At the time of the ban, Japan was the top importer of U.S. beef, purchasing 240,000 tons with a market value of $1.4 billion. Perdue’s announcement indicated exports to Japan could increase by $200 million annually.

Joe Schuele, vice president of communications for the Denver-based U.S. Meat Export Federation, said U.S. beef exports to Japan topped $2 billion in 2018. 

Beginning in 2005, Japan began gradually peeling back the ban, allowing the export of cattle 20 months of age or younger. In 2013, it started allowing cattle exports for animals 30 months of age or younger. That was the biggest change that allowed virtually any cattle in a feedlot to be exported to Japan, Schuele told Colorado Politics.

In April 2017, Japan eliminated age-based BSE testing on its own country’s cattle. According to Perdue’s statement, that opened the door to allowing trading partners to export cattle that posed a negligible risk for BSE, including the United States. That decision was finalized last January.

Shawn Martini of the Colorado Farm Bureau said Colorado exported $50 million in beef to Japan in 2018, although that’s about $7 million less than in 2017, when Japan began turning to other trading partners for beef, notably, Australia.

That was in reaction to the Trump administration’s decision to pull out of the Trans-Pacific Partnership (TPP), which has hurt exports in wheat, beef, pork, dairy, wine, potatoes, fruits and vegetables and other products.

According to an April 25, 2019 letter to the US Trade Representative from a coalition of 87 food and farm groups, those exports “are facing collapse of their Japanese market share as these lucrative sales are handed over to their competitors.”

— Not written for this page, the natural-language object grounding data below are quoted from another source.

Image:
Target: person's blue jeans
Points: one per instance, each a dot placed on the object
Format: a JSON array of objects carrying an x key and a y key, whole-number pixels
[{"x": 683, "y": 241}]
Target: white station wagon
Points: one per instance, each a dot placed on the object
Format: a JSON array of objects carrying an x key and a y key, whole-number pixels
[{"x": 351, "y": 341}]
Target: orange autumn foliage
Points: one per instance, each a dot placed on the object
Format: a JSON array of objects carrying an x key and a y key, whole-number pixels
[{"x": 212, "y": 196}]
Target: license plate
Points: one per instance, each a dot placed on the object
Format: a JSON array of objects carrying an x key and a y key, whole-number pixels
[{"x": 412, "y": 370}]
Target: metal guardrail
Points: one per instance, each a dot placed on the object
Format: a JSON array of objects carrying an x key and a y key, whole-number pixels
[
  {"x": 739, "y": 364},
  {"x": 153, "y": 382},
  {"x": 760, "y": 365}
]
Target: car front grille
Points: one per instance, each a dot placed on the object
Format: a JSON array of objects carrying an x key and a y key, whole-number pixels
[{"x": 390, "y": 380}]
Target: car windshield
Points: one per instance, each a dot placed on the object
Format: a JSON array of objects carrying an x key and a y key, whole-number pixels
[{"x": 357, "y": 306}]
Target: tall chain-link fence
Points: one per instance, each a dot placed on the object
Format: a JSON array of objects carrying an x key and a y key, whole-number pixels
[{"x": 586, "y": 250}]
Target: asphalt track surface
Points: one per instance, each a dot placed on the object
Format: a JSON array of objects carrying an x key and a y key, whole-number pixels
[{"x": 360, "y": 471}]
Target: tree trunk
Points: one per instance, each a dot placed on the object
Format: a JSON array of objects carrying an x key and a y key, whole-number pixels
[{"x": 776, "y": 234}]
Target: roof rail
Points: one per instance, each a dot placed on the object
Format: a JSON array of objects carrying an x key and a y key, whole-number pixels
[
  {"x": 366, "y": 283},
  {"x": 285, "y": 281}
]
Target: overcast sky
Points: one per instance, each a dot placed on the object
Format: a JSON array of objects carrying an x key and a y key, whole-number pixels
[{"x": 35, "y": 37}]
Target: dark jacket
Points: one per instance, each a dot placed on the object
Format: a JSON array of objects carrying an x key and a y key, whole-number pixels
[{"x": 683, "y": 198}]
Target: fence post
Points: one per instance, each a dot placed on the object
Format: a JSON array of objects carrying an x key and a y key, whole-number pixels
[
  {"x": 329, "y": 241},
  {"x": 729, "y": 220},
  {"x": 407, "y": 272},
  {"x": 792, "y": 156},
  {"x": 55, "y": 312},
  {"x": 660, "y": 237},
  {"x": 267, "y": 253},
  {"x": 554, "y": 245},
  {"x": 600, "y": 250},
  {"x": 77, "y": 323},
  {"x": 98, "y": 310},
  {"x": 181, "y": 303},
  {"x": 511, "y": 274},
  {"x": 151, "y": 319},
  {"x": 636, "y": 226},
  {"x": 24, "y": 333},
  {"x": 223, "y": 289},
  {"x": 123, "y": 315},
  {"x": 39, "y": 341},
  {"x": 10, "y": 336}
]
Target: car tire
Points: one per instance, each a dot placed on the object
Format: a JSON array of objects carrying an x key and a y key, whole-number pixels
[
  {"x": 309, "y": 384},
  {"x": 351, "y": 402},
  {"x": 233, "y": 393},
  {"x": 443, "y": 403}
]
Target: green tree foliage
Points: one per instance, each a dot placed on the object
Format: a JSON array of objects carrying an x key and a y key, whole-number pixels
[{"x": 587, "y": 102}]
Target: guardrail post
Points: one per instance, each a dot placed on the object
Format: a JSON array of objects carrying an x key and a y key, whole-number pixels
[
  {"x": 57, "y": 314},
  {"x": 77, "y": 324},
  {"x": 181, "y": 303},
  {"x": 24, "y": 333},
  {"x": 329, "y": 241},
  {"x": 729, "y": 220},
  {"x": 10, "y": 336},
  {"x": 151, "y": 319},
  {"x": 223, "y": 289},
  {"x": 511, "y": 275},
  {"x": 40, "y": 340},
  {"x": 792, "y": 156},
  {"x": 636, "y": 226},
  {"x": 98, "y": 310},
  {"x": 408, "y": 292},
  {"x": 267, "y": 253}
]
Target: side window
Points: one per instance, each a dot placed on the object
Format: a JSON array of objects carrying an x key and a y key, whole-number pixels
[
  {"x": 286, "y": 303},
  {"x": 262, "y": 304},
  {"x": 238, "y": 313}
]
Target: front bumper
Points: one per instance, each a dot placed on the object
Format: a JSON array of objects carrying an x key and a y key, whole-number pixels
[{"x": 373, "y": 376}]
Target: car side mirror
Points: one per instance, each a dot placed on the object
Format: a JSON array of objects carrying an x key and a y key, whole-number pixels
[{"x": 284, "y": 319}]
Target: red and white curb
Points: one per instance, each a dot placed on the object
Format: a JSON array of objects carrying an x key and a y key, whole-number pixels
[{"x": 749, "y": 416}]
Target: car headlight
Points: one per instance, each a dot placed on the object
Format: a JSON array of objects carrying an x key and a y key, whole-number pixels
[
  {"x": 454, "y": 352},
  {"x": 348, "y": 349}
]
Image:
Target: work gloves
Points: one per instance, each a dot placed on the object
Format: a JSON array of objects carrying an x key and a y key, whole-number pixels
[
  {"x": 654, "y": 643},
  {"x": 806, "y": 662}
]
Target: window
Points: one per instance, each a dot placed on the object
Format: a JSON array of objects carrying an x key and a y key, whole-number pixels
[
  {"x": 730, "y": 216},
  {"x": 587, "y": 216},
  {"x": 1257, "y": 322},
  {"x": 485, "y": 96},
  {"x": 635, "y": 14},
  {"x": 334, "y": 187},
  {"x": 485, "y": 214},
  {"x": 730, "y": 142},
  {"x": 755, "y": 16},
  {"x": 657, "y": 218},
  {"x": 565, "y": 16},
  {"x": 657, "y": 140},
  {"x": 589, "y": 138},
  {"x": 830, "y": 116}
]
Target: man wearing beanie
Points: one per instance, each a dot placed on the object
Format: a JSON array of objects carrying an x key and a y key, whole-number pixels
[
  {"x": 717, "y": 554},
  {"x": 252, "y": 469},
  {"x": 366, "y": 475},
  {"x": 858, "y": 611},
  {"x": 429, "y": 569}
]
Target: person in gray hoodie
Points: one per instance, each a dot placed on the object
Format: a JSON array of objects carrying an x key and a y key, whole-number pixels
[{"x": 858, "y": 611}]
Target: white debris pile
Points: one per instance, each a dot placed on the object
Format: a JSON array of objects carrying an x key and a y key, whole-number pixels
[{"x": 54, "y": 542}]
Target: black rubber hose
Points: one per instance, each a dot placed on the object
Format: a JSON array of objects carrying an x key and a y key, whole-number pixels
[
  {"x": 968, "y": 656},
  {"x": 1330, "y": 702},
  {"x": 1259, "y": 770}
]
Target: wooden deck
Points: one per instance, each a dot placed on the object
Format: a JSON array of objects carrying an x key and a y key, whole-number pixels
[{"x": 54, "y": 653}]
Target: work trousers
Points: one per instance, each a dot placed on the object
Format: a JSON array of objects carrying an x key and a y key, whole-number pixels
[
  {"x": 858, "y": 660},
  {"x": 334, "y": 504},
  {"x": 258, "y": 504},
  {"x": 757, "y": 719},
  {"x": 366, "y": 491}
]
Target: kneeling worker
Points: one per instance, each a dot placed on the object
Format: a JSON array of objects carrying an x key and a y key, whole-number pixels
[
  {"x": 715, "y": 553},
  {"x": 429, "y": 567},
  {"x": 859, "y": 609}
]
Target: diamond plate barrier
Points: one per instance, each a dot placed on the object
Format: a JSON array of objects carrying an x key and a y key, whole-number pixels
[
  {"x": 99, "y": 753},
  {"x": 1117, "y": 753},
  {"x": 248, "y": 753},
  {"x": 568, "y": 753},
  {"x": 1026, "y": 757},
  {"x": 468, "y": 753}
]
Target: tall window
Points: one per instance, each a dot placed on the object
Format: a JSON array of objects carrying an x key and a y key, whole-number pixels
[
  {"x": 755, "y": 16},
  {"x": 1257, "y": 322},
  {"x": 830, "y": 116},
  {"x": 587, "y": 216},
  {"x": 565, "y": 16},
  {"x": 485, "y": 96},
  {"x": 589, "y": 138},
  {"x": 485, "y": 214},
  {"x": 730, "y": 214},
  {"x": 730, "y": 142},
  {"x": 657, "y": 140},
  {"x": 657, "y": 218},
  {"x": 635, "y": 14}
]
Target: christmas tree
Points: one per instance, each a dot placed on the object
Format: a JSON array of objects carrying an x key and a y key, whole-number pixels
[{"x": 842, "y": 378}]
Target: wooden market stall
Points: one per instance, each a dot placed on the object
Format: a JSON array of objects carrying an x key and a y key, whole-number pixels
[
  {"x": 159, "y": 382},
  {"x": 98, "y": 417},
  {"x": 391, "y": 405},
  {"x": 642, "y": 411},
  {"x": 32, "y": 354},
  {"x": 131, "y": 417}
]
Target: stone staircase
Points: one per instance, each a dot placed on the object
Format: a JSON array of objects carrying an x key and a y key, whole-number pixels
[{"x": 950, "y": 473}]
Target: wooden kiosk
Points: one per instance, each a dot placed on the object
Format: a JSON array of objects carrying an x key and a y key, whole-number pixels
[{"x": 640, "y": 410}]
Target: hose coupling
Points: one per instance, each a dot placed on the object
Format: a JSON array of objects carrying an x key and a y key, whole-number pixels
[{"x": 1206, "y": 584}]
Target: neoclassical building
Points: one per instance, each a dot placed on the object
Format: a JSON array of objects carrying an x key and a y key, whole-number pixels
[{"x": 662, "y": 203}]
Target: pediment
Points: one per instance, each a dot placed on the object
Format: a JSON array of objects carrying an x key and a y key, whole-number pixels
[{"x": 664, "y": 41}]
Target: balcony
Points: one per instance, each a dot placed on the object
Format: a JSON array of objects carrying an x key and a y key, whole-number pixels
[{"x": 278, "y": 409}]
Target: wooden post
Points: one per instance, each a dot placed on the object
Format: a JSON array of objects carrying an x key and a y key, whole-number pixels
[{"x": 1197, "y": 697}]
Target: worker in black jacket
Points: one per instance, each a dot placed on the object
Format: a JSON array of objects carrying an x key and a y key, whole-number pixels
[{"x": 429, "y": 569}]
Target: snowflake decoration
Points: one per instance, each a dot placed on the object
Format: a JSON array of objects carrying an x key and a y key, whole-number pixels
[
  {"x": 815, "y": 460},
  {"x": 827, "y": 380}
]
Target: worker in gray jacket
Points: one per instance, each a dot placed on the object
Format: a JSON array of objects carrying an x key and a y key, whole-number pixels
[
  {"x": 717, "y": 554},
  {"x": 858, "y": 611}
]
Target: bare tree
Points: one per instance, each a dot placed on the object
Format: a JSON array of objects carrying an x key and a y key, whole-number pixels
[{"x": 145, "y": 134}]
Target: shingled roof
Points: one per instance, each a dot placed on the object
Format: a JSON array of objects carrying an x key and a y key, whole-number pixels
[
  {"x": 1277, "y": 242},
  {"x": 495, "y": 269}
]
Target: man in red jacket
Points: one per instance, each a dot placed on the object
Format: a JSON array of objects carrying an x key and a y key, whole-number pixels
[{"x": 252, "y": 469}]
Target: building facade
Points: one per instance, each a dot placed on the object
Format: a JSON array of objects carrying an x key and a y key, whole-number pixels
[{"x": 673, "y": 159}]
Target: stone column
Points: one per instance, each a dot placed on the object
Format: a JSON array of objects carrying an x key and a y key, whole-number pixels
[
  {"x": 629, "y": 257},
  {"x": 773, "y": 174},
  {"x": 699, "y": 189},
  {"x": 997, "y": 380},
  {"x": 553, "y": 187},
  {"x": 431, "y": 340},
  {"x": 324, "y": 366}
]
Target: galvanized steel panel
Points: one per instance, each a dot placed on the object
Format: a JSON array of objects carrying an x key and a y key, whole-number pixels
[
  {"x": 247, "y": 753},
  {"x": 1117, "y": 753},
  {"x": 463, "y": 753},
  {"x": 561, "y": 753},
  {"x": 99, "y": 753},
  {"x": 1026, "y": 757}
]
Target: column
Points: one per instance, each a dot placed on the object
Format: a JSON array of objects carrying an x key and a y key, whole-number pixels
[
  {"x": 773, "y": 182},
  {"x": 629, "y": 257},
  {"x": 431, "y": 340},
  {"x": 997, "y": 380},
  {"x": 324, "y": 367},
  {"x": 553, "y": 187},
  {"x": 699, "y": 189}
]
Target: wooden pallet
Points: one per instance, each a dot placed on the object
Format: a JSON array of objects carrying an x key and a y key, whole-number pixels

In his statement, Perdue said Japan’s decision “is great news for American ranchers and exporters who now have full access to the Japanese market for their high-quality, safe, wholesome, and delicious U.S. beef. We are hopeful that Japan’s decision will help lead other markets around the world toward science-based policies.”

“It’s good news for the whole beef industry,” Schuele said Friday. “We’ve had pretty solid access to the Japanese markets since 2013,” he explained, when Japan removed barriers to cattle at 30 months. 

The change announced Friday allow beef exports from older cattle, such as dairy and breeding cattle that have been retired. 

Schuele said that while a $200 million increase doesn’t seem huge in terms of exports to Japan, for some countries it can take decades to get to that level.